Le Chant des montées : Lully, Bach, Hersant, Desmaret par Les Surprises (original) (raw)

Collège des Bernardins, 11 avril 2019 —— Frédéric Norac.

Les Surprises au Collège des Bernardins. Photographie © D. R.Les Surprises au Collège des Bernardins. Photographie © D. R.

On ne triche pas avec son ADN. Celui de Louis-Noël Bestion de Camboulas et de son ensemble Les Surprises est clairement du côté de la musique du xviie siècle et singulièrement du xviie siècle français. De ce programme intitulé « Le chant des montées », dominé par l’angoisse devant la mort et l’aspiration à la rédemption et regroupant trois mises en musique du Psaume 130 « Du fond de l’abîme, j’ai crié vers Toi », précédées par le Dies Irae de Lully, on retiendra surtout les deux motets français. Là, chœur et instrumentistes semblent parfaitement dans leur élément et donnent le meilleur d’eux-mêmes, que ce soit dans les parties homophoniques où l’on est fasciné par la puissance et l’homogénéité de ces douze voix ou dans les parties polyphoniques qui les sollicitent et les exposent comme de véritables solistes, ce à quoi chacun d’eux peut amplement prétendre.
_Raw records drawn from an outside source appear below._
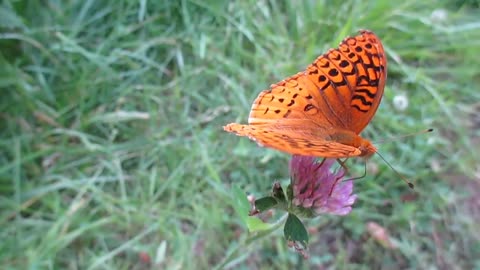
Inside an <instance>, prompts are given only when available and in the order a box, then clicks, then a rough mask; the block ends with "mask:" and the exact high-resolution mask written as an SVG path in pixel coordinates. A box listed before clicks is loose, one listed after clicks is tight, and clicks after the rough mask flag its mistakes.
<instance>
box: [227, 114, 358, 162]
mask: <svg viewBox="0 0 480 270" xmlns="http://www.w3.org/2000/svg"><path fill="white" fill-rule="evenodd" d="M299 124H301V125H299ZM312 124H314V123H312V122H310V121H309V120H304V121H302V122H301V123H295V124H293V125H288V124H285V123H281V124H280V125H276V124H272V123H271V124H265V125H240V124H237V123H232V124H228V125H227V126H225V127H224V129H225V130H226V131H229V132H234V133H236V134H237V135H239V136H247V137H249V138H250V139H252V140H254V141H255V142H257V143H258V144H259V145H261V146H265V147H270V148H275V149H277V150H280V151H283V152H287V153H290V154H297V155H304V156H317V157H326V158H341V157H354V156H359V155H360V154H361V151H360V150H359V149H358V148H356V147H353V146H349V145H345V144H341V143H337V142H334V141H327V140H325V139H322V136H317V134H315V132H316V131H315V130H313V129H310V128H307V129H301V128H300V127H301V126H310V125H312Z"/></svg>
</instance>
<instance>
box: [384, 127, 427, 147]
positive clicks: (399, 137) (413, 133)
mask: <svg viewBox="0 0 480 270" xmlns="http://www.w3.org/2000/svg"><path fill="white" fill-rule="evenodd" d="M429 132H433V128H429V129H424V130H421V131H417V132H413V133H410V134H405V135H401V136H398V137H393V138H390V139H388V140H380V141H377V142H376V144H382V143H389V142H392V141H398V139H403V138H407V137H411V136H416V135H420V134H425V133H429Z"/></svg>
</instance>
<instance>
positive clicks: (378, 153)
mask: <svg viewBox="0 0 480 270" xmlns="http://www.w3.org/2000/svg"><path fill="white" fill-rule="evenodd" d="M376 153H377V155H378V156H379V157H380V158H381V159H383V161H385V163H386V164H387V165H388V167H390V168H391V169H392V170H393V171H394V172H395V173H396V174H397V175H398V176H399V177H400V178H401V179H402V180H403V181H404V182H405V183H407V185H408V187H409V188H411V189H414V188H415V186H414V185H413V184H412V182H410V181H408V179H407V178H405V176H403V175H401V174H400V173H399V172H398V171H397V170H395V168H393V166H392V165H391V164H390V162H388V161H387V160H386V159H385V158H384V157H383V156H382V155H381V154H380V153H379V152H376Z"/></svg>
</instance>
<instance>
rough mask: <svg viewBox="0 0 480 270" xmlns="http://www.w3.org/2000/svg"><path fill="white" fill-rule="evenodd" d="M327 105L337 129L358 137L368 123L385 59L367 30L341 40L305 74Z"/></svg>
mask: <svg viewBox="0 0 480 270" xmlns="http://www.w3.org/2000/svg"><path fill="white" fill-rule="evenodd" d="M305 75H306V76H307V77H309V78H310V80H311V81H312V82H314V83H315V84H316V85H317V87H318V90H319V91H320V92H322V97H323V98H324V99H325V102H326V103H327V104H329V105H328V108H329V110H330V114H333V117H332V118H330V119H331V121H333V122H334V123H335V125H336V126H337V127H340V128H344V129H347V130H351V131H353V132H355V133H356V134H359V133H360V132H361V131H362V130H363V129H364V128H365V127H366V126H367V124H368V123H369V122H370V121H371V119H372V118H373V116H374V115H375V112H376V111H377V108H378V106H379V105H380V101H381V99H382V96H383V90H384V88H385V83H386V79H387V58H386V56H385V51H384V49H383V45H382V43H381V42H380V39H379V38H378V37H377V36H376V35H375V34H374V33H372V32H370V31H367V30H362V31H360V35H358V36H355V37H348V38H346V39H344V40H343V41H342V42H341V43H340V45H339V47H338V48H337V49H330V50H329V51H328V52H327V53H325V54H324V55H322V56H320V57H318V58H317V60H315V61H314V62H313V63H312V64H311V65H310V66H309V67H307V69H306V71H305Z"/></svg>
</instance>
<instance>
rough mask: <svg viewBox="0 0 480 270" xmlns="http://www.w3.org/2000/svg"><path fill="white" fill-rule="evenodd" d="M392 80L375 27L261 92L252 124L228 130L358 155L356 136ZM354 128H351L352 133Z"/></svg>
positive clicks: (253, 107) (313, 149)
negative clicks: (386, 65)
mask: <svg viewBox="0 0 480 270" xmlns="http://www.w3.org/2000/svg"><path fill="white" fill-rule="evenodd" d="M385 81H386V58H385V54H384V51H383V47H382V45H381V43H380V40H379V39H378V38H377V37H376V36H375V35H374V34H373V33H372V32H369V31H361V34H360V35H358V36H356V37H349V38H346V39H344V40H343V41H342V43H340V46H339V48H337V49H331V50H329V51H328V52H327V53H325V54H324V55H322V56H320V57H318V58H317V59H316V60H315V61H314V62H313V63H312V64H311V65H310V66H308V67H307V69H306V70H305V71H304V72H300V73H298V74H296V75H294V76H291V77H290V78H287V79H286V80H283V81H281V82H279V83H277V84H274V85H272V86H271V88H270V89H269V90H265V91H263V92H261V93H260V94H259V95H258V97H257V98H256V99H255V101H254V103H253V105H252V109H251V111H250V115H249V119H248V123H249V125H240V124H235V123H233V124H229V125H227V126H225V127H224V129H225V130H226V131H228V132H233V133H236V134H237V135H240V136H248V137H250V138H251V139H252V140H255V141H257V142H258V143H260V144H262V145H263V146H267V147H271V148H275V149H278V150H281V151H285V152H288V153H291V154H300V155H314V156H322V157H336V158H340V157H350V156H358V155H360V154H361V151H360V150H359V149H358V148H357V147H356V146H353V143H345V142H342V143H340V142H338V141H337V139H338V136H333V134H337V133H339V132H340V133H342V134H347V135H348V136H350V137H352V138H346V140H344V141H347V142H348V141H349V140H353V137H354V136H356V134H358V133H360V132H361V131H362V130H363V129H364V128H365V126H366V125H367V124H368V123H369V122H370V120H371V118H372V117H373V115H374V114H375V111H376V110H377V108H378V105H379V103H380V100H381V98H382V95H383V88H384V86H385ZM348 132H350V133H351V134H349V133H348Z"/></svg>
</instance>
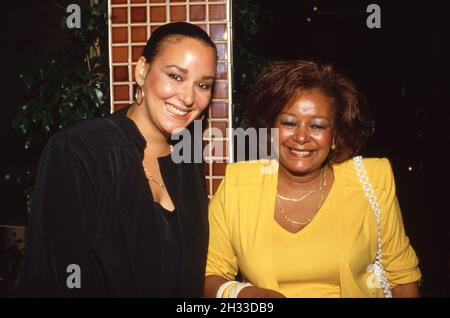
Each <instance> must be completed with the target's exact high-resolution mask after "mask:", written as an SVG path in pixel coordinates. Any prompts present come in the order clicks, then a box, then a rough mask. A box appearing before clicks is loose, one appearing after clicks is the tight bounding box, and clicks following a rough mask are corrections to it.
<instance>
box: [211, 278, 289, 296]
mask: <svg viewBox="0 0 450 318" xmlns="http://www.w3.org/2000/svg"><path fill="white" fill-rule="evenodd" d="M226 282H228V280H227V279H225V278H223V277H221V276H216V275H211V276H207V277H206V278H205V291H204V295H203V296H204V297H207V298H214V297H216V294H217V291H218V290H219V287H220V286H221V285H222V284H224V283H226ZM238 298H284V295H282V294H280V293H279V292H276V291H274V290H271V289H265V288H260V287H257V286H248V287H245V288H243V289H242V290H241V291H240V292H239V294H238Z"/></svg>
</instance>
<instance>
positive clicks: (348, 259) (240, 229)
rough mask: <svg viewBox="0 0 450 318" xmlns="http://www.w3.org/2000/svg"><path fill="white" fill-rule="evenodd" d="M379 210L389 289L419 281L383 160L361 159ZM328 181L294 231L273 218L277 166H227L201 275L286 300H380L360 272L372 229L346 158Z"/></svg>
mask: <svg viewBox="0 0 450 318" xmlns="http://www.w3.org/2000/svg"><path fill="white" fill-rule="evenodd" d="M364 166H365V168H366V171H367V175H368V177H369V179H370V181H371V183H372V186H373V187H374V191H375V194H376V196H377V198H378V202H379V204H380V209H381V238H382V251H383V259H382V263H383V266H384V268H385V270H386V276H387V278H388V280H389V283H390V285H391V288H393V287H395V286H396V285H397V284H407V283H410V282H414V281H419V280H420V278H421V274H420V270H419V268H418V259H417V256H416V254H415V252H414V250H413V248H412V247H411V245H410V244H409V239H408V237H407V236H406V234H405V232H404V227H403V221H402V217H401V211H400V208H399V205H398V201H397V199H396V196H395V182H394V178H393V174H392V170H391V167H390V164H389V161H388V160H387V159H364ZM333 170H334V177H335V181H334V183H333V186H332V188H331V190H330V193H329V194H328V196H327V198H326V200H325V202H324V204H323V205H322V208H321V209H320V210H319V212H318V213H317V215H316V217H315V218H314V219H313V220H312V221H311V223H310V224H308V225H307V226H306V227H305V228H304V229H302V230H301V231H300V232H298V233H295V234H293V233H290V232H288V231H286V230H284V229H283V228H282V227H281V226H280V225H278V223H277V222H276V221H275V220H274V218H273V214H274V208H275V201H276V188H277V182H278V163H277V162H276V161H251V162H242V163H234V164H229V165H228V166H227V170H226V176H225V178H224V180H223V181H222V183H221V185H220V187H219V189H218V191H217V193H216V195H215V197H214V198H213V200H212V201H211V203H210V207H209V223H210V241H209V250H208V261H207V267H206V275H207V276H208V275H219V276H223V277H225V278H227V279H234V278H235V276H236V275H237V273H238V270H239V271H240V273H241V275H242V277H243V278H244V280H246V281H249V282H251V283H252V284H254V285H256V286H260V287H263V288H270V289H274V290H277V291H279V292H281V293H283V294H284V295H286V296H287V297H383V292H382V290H381V289H380V288H378V286H377V285H376V284H374V283H373V274H372V273H371V272H370V271H368V266H369V265H370V264H371V263H373V261H374V259H375V256H376V251H377V224H376V219H375V216H374V213H373V211H372V209H371V207H370V205H369V203H368V200H367V198H366V197H365V194H364V191H363V189H362V187H361V184H360V182H359V178H358V176H357V174H356V171H355V168H354V166H353V162H352V161H351V160H349V161H346V162H344V163H341V164H337V165H333Z"/></svg>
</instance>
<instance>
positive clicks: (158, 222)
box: [153, 202, 181, 297]
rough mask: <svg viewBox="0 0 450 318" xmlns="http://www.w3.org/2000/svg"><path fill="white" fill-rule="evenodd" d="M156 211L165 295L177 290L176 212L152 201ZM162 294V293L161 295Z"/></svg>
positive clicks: (176, 244)
mask: <svg viewBox="0 0 450 318" xmlns="http://www.w3.org/2000/svg"><path fill="white" fill-rule="evenodd" d="M153 205H154V208H155V210H156V211H158V213H157V218H158V224H159V229H160V235H161V243H162V248H161V251H162V257H161V262H162V264H163V265H162V267H163V269H164V276H165V277H166V281H165V282H164V284H165V286H164V290H165V291H166V293H167V294H166V295H165V297H171V295H176V292H177V290H178V279H179V277H178V266H179V265H178V264H179V263H180V248H181V246H180V233H179V231H178V223H177V213H176V210H175V211H172V212H170V211H168V210H166V209H165V208H164V207H162V206H161V205H160V204H159V203H157V202H154V203H153ZM163 296H164V295H163Z"/></svg>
Le Dies irae de Lully place d’emblée la barre très haut, avec une parfaite homogénéité et des chanteurs de très haut niveau : basse somptueuse, ténor clair et mezzo bien timbré. Ce niveau de totale excellence se retrouvera dans le De profundis de Henry Desmarest vivant, vibrant, contrasté, d’une énergie qui emporte l’auditoire dans une véritable narration et qui clôt le concert sur une impression très forte, avec l’ajout en codicille de la prière des morts.

On s’étonne dès lors de la faiblesse et des approximations dont font preuve les mêmes interprètes (problèmes de justesse chez les hautbois, manque de souplesse chez les chanteurs) dans la cantate de Bach, BWV 38 « Aus tiefer Not », il est vrai particulièrement austère et difficile à faire vivre.

Dans la pièce de Philippe Hersant, basée sur une version modernisée du texte allemand du même psaume, et utilisant le choral de la cantate de Bach comme une sorte d’arrière-plan thématique, on retrouve le chœur presque à nu, seulement accompagné de la viole de gambe et du positif qui ne se limitent pas à assurer la basse continue mais jouent un rôle expressif au même niveau que les chanteurs. L’archaïsme de la ligne mélodique nous renvoie plus au souvenir du plain-chant, teinté d’un rien de minimalisme, qu’au figuralisme du chant baroque. Comme toujours avec le compositeur, l’originalité du discours est totale et donne beaucoup de plaisir dans la découverte. L’ensemble est ici parfaitement en place et le solo de soprano qui achève la pièce de toute beauté.

En bis, le chef offre, sans l’annoncer sans doute pour intriguer le public — à moins qu’il ne s’agisse d’une promesse ? — le sublime chœur final de Jephté de Carissimi, la source en grande partie de ce baroque français qui lui va si bien et donne envie d’embarquer avec l’ensemble dans la découverte de ce répertoire si riche de l’Italie d’après Monteverdi.